Leaving those points aside, it seems to me that the Secretary of State has given only one reason for resisting the Amendment, and that is that it would have implications for the work at Culham which would be welcome neither to noble Lords opposite nor to noble Lords on this side. Unless the Secretary of State can tell us 1210 what those implications are, as I am sure he can, I do not feel inclined to withdraw my Amendment this time. I believe that the definition, as the Secretary of State himself admits, is as good as can be got at the moment. I believe that it would be wrong to subject civil research to a defence veto simply because the definition of a technical matter may change in the future. It seems to me an insufficient reason to achieve a rather large effect.
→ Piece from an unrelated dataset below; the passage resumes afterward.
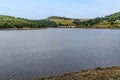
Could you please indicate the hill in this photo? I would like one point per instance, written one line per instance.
(109, 21)
(15, 22)
(63, 21)
(109, 73)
But first may we hear what are the implications of the work at Culham which would be unwelcome?
§ LORD CARRINGTON
My Lords, perhaps I may repeat again that the noble Lord in this Amendment has tried to proceed by way of defining exclusions, with the result that those devices which are not specifically excluded must be regarded as coming within the category of explosive nuclear devices for the purposes of the Bill. This means that anything not mentioned in the exclusion would thereby be included. I did not want to go into the technicalities of this but perhaps, by leave of the House, I may just add that I do not think his words will do, for this reason. The noble Lord has sought to exclude from "explosive nuclear devices" all devices which remain in existence for given purposes. It follows that devices which do not remain in existence—and this includes Culham's pellets and similar devices which undergo some change as a result of releases of nuclear energy—would be regarded, if this Amendment were accepted, as "explosive nuclear devices" for the purposes of the Bill, and therefore subject to control by my Department. And this is precisely what the noble Lord, Lord Kennet, is trying to avoid.
§ LORD KENNET
Yes, my Lords; I accept that. I think the Secretary of State has me on the refinements of definition. I beg leave to withdraw my Amendment.
§ Amendment, by leave, withdrawn.
§ On Question, Amendment (privilege) agreed to.
§ Bill passed, and sent to the Commons.